Es ist fürwahr lebensnotwendig, solche Mißdeutungen als falsch zu entlarven und humanistische Bildung als einen integra-tiven Begriff zu sehen, in dem die Lehren der großen Religionen, die entsprechenden Überlegungen der Antike, die Programme .der Humanisten mit den humanen — das heißt: den Menschen in seiner seelischen und körperlichen Existenz erfassenden — Bildungstheorien zusammenfließen. Die Jünger Christi und die jüdischen Propheten, Sokrates und Cicero, Erasmus von Rotterdam und Jan Comenius, Pestalozzi und Humboldt haben den Geist geschaffen, den wir als humanistische Bildung begreifen; sie und ihre Gefährten formen, gerade durch ihre unterschiedliche Denkungsart, jenen einheitlichen Kreis europäischen Denkens, den Salvador de Madariaga vor gut fünfzig Jahren in seinem Werk „Elysäische Felder" beschrieben hat. Die Stimmen der Großen sind lebendig geblieben; der Kreis des Denkens steht weiterhin offen, die Uberlieferung ist stark genug, um einer zeitgemäßen Interpretation des Begriffes den Weg zu weisen.

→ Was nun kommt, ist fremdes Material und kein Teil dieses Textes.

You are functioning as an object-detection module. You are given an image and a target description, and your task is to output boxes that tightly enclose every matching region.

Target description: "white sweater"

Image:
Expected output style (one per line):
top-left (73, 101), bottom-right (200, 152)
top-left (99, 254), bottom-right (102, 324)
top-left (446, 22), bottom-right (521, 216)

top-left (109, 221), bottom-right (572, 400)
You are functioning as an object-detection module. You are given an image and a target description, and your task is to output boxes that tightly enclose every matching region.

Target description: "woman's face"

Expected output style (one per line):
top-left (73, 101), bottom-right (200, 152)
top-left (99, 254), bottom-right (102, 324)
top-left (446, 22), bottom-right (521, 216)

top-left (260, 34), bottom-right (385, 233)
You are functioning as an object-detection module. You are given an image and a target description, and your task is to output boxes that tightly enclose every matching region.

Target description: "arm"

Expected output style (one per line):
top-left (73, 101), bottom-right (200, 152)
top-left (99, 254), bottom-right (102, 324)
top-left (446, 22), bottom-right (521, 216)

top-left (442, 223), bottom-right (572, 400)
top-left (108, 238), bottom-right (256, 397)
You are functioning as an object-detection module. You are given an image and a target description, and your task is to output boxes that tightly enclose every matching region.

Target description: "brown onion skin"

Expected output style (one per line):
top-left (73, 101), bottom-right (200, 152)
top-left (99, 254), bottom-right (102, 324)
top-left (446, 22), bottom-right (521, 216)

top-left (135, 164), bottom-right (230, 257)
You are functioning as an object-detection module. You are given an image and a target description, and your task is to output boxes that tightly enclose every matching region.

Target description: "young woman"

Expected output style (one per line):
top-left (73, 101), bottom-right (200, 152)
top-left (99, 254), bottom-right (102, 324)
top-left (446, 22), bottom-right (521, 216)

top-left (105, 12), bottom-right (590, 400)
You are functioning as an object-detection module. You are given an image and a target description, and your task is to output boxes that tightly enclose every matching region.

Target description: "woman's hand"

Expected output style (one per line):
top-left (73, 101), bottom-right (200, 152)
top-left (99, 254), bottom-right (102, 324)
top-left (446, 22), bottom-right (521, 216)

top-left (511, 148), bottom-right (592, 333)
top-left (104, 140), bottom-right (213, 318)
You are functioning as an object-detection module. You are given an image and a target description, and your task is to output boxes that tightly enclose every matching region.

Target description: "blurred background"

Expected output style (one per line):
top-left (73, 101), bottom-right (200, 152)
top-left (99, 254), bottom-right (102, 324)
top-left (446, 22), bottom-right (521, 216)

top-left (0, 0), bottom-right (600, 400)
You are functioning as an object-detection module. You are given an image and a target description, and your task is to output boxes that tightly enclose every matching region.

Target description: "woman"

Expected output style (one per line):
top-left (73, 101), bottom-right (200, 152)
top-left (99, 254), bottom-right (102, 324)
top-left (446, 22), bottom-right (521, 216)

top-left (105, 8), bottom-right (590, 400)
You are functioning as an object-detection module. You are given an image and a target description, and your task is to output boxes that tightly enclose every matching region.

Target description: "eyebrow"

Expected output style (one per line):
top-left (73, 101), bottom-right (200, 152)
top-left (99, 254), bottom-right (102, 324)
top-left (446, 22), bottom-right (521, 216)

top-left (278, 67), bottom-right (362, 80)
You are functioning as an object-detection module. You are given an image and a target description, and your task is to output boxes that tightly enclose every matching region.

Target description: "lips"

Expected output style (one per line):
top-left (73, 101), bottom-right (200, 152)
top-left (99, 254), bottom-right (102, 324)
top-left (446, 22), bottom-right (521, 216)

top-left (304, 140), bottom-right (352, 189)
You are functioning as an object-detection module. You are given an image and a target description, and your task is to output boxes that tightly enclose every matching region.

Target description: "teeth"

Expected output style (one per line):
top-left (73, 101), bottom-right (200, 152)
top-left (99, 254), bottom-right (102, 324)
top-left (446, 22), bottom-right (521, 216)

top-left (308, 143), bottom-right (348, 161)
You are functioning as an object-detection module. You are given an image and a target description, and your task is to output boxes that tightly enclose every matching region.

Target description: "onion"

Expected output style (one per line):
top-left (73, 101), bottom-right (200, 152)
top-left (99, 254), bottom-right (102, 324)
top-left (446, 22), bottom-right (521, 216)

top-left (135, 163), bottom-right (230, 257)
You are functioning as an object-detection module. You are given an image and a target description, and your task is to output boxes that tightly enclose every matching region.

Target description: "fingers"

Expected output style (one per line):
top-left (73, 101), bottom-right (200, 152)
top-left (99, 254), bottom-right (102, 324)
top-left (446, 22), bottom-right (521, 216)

Wird es Herbert Moritz gelingen, die besten unter den Pädagogen für die Sache der humanistischen Bildung zu mobilisieren? Wird er sie von der Verpflichtung, überflüssige Spezialkenntnisse vermitteln zu müssen, durch Ent-rümpelung des Lehrstoffes wirklich befreien? Wird er für sie durch den Abbau der überwuchernden Bürokratie die für sinnvolle Arbeit notwendige Freiheit und Freizeit verschaffen? Und wird der Unterrichtsminister bereit sein, auch in der Diskussion um die künstlerische Freiheit den Standpunkt der humanistischen Bildung zu vertreten?

Die Aufgabe ist großartig und schwierig. Ihre Erfüllung könnte zur Humanisierung unserer Gesellschaft beitragen.